Nicky Tams thought that the excitement of the battle had gone to Tracy’s head. They should have stopped at The Mere for a cup of tea and relaxed. Instead, here she was, all wound up, sounding exactly like the time they’d read part of a Shakespeare play in class at Nosepipe County Primary.
When the coronation was over, thought King Nicky Tams, he would slip back there and play Short Tennis again. He didn’t want to change schools just now. Maybe he could appoint Tracy as Princess Regent and she could stay here and have all the bother of ruling the Empire.
“I know,” said Nicky Tams, suddenly decisive and, for a senior government figure, amazingly honest. “King Canoe is no traitor. He didn’t make anything happen. It all happened to him. So, we’ll put him on the island in Peasholm Park. We’ll take the bridges down so he can’t escape, and certain special people can visit him each day in rowing boats to take his food orders, collect his washing and so on. How about that?”
When they got back to the DIY store they asked Canoe which he preferred, the island in Peasholm Park idea, or the scaffold-high idea, so there was no problem there. Canoe thought with relish of those people bringing him all his favourite dishes.

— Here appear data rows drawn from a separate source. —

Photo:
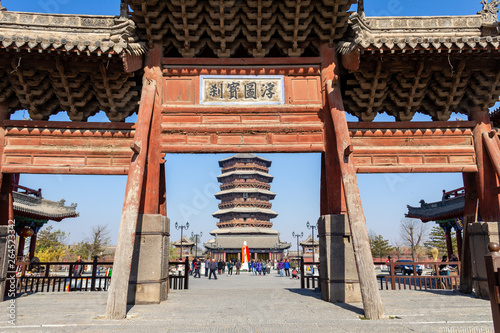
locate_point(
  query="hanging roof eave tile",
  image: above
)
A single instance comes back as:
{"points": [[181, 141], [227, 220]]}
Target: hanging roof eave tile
{"points": [[90, 34]]}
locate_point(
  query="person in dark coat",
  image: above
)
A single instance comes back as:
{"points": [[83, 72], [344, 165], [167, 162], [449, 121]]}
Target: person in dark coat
{"points": [[212, 266]]}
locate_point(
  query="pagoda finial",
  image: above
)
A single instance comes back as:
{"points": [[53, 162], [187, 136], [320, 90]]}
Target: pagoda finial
{"points": [[490, 10], [361, 8]]}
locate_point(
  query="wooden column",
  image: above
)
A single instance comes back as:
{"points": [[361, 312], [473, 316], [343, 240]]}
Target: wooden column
{"points": [[20, 247], [487, 182], [151, 195], [458, 234], [470, 216], [368, 283], [449, 244], [118, 291]]}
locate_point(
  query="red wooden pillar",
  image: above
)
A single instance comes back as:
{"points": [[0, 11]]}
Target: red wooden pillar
{"points": [[372, 302], [458, 234], [134, 199], [32, 246], [487, 182], [470, 216], [20, 247]]}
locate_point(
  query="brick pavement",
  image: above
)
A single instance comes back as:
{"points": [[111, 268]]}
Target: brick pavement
{"points": [[248, 303]]}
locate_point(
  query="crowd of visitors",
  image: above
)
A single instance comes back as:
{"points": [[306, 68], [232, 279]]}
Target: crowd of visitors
{"points": [[212, 268]]}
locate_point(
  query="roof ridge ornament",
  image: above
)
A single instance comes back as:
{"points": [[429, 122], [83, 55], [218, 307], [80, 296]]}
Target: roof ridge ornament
{"points": [[490, 10]]}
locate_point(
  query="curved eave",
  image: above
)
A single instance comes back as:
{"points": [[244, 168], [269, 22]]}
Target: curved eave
{"points": [[87, 34], [245, 172], [222, 212]]}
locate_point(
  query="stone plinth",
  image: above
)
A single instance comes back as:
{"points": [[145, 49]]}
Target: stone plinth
{"points": [[481, 233], [149, 274], [338, 274]]}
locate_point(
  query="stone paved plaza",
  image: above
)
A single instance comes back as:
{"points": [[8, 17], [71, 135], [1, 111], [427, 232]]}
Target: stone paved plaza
{"points": [[248, 303]]}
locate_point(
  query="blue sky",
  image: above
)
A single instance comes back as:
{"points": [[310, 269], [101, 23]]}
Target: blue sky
{"points": [[191, 179]]}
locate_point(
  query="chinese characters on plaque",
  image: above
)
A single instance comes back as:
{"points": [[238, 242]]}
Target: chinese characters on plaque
{"points": [[241, 89]]}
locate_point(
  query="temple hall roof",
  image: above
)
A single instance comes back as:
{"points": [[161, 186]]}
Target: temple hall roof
{"points": [[218, 195], [245, 172], [249, 210], [42, 209]]}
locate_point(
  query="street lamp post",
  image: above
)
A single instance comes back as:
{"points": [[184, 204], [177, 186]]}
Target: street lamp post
{"points": [[182, 227], [298, 236], [312, 227], [196, 236]]}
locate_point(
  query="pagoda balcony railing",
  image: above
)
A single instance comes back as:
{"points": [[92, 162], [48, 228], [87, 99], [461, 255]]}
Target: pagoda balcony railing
{"points": [[231, 224], [246, 168], [57, 277], [257, 204], [255, 184]]}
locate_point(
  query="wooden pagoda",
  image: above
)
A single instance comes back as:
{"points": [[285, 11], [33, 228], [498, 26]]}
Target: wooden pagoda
{"points": [[249, 76]]}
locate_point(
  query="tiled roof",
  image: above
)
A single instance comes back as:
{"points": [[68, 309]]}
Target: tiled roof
{"points": [[245, 190], [39, 208], [425, 34], [438, 211], [244, 156], [69, 33], [245, 210]]}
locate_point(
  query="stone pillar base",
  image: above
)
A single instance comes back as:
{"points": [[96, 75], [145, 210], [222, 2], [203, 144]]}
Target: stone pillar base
{"points": [[149, 275], [338, 273], [480, 234]]}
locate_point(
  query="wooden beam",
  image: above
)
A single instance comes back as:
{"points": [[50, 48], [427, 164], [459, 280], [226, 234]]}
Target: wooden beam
{"points": [[470, 216], [372, 302], [117, 295], [487, 181]]}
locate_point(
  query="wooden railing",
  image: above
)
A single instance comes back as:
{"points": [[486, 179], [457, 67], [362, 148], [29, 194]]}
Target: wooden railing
{"points": [[308, 281], [492, 261], [437, 279], [179, 278], [43, 281]]}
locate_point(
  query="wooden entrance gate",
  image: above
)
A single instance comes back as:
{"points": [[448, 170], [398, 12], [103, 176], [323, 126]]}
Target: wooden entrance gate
{"points": [[250, 77]]}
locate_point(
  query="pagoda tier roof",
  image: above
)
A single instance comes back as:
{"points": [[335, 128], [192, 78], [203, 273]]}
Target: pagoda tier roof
{"points": [[248, 210], [185, 242], [309, 242], [245, 172], [243, 231], [435, 65], [218, 195], [431, 34], [86, 34], [244, 156], [255, 240], [438, 211], [41, 209]]}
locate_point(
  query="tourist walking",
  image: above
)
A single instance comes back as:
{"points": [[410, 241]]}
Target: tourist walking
{"points": [[212, 266], [287, 267], [238, 266], [281, 267]]}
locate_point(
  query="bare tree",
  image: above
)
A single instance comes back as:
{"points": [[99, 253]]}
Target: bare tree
{"points": [[94, 244], [413, 233]]}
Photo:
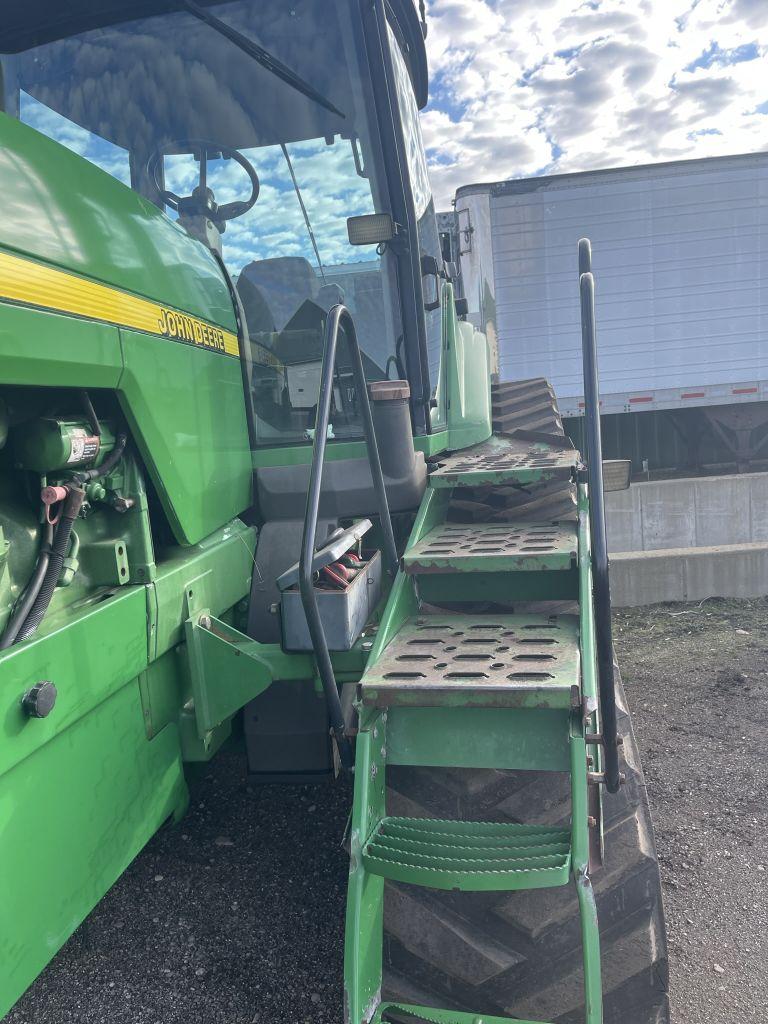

He could have Lasagne for breakfast; Haddock, Chips and Mushy Peas (with tea and a slice) for lunch; and Sweet and Sour Pork with Special Fried Rice for supper. Brilliant. And next day he could have American Hot Pizza, half a dozen assorted Waffles, and…should he have Southern Fried Chicken, Cole Slaw and Chips, or Steak Pie, Chips, Peas and Gravy?
What a perfect life, thought Canoe, with nothing at all to do, ever, except choose what to eat. With a wobble and a flob, he said goodbye to his conquerers and allowed himself to be conveyed to Peasholm Park in the back of a passing bread van.